The criteria for including ops and types fall into several categories:

- Are they only useful in back-propagation, for gradients? Since mobile is
  focused on inference, we don’t include these.

- Are they useful mainly for other training needs, such as checkpoint saving?
  These we leave out.

- Do they rely on frameworks that aren’t always available on mobile, such as
  libjpeg? To avoid extra dependencies we don’t include ops like `DecodeJpeg`.

- Are there types that aren’t commonly used? We don’t include boolean variants
  of ops for example, since we don’t see much use of them in typical inference
  graphs.

These ops are trimmed by default to optimize for inference on mobile, but it is
possible to alter some build files to change the default.  After alternating the
build files, you will need to recompile TensorFlow.  See below for more details
on how to do this, and also see <a href="./optimizing.md">optimizing binary size</a>
for more on reducing your binary size.

### Locate the implementation

Operations are broken into two parts. The first is the op definition, which
declares the signature of the operation, which inputs, outputs, and attributes
it has. These take up very little space, and so all are included by default. The
implementations of the op computations are done in kernels, which live in the
`tensorflow/core/kernels` folder. You need to compile the C++ file containing
the kernel implementation of the op you need into the library. To figure out
which file that is, you can search for the operation name in the source
files.

[Here’s an example search in github](https://github.com/search?utf8=%E2%9C%93&q=repo%3Atensorflow%2Ftensorflow+extension%3Acc+path%3Atensorflow%2Fcore%2Fkernels+REGISTER+Mul&type=Code&ref=searchresults).

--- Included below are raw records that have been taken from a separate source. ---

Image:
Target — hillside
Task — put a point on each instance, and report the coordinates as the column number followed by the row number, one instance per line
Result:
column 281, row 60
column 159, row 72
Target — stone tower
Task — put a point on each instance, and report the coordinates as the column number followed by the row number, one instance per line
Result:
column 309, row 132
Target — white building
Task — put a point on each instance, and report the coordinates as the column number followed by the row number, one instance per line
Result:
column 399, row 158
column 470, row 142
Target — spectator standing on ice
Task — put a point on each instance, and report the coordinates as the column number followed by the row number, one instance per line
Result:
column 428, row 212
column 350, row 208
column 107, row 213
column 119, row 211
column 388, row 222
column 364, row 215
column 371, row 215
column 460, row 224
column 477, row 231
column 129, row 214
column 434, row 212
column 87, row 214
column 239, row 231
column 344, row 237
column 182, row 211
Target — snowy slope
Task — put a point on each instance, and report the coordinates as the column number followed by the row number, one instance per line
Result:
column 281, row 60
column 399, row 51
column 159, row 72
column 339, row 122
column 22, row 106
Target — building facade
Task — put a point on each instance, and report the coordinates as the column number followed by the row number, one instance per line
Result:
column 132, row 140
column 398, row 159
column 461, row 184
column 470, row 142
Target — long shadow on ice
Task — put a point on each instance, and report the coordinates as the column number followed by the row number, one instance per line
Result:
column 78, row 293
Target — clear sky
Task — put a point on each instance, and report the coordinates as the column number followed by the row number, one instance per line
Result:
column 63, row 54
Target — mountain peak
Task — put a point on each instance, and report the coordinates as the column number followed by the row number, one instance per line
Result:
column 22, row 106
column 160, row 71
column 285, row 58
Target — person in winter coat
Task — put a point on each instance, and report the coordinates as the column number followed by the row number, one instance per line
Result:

You’ll see that this search is looking for the `Mul` op implementation, and it
finds it in `tensorflow/core/kernels/cwise_op_mul_1.cc`. You need to look for
macros beginning with `REGISTER`, with the op name you care about as one of the
string arguments.

In this case, the implementations are actually broken up across multiple `.cc`
files, so you’d need to include all of them in your build. If you’re more
comfortable using the command line for code search, here’s a grep command that
also locates the right files if you run it from the root of your TensorFlow
repository:

`grep 'REGISTER.*"Mul"' tensorflow/core/kernels/*.cc`

### Add the implementation to the build

If you’re using Bazel, and building for Android, you’ll want to add the files
you’ve found to
the
[`android_extended_ops_group1`](https://www.tensorflow.org/code/tensorflow/core/kernels/BUILD#L3565) or
[`android_extended_ops_group2`](https://www.tensorflow.org/code/tensorflow/core/kernels/BUILD#L3632) targets. You
may also need to include any .cc files they depend on in there. If the build
complains about missing header files, add the .h’s that are needed into
the
[`android_extended_ops`](https://www.tensorflow.org/code/tensorflow/core/kernels/BUILD#L3525) target.

If you’re using a makefile targeting iOS, Raspberry Pi, etc, go to
[`tensorflow/contrib/makefile/tf_op_files.txt`](https://www.tensorflow.org/code/tensorflow/contrib/makefile/tf_op_files.txt) and
add the right implementation files there.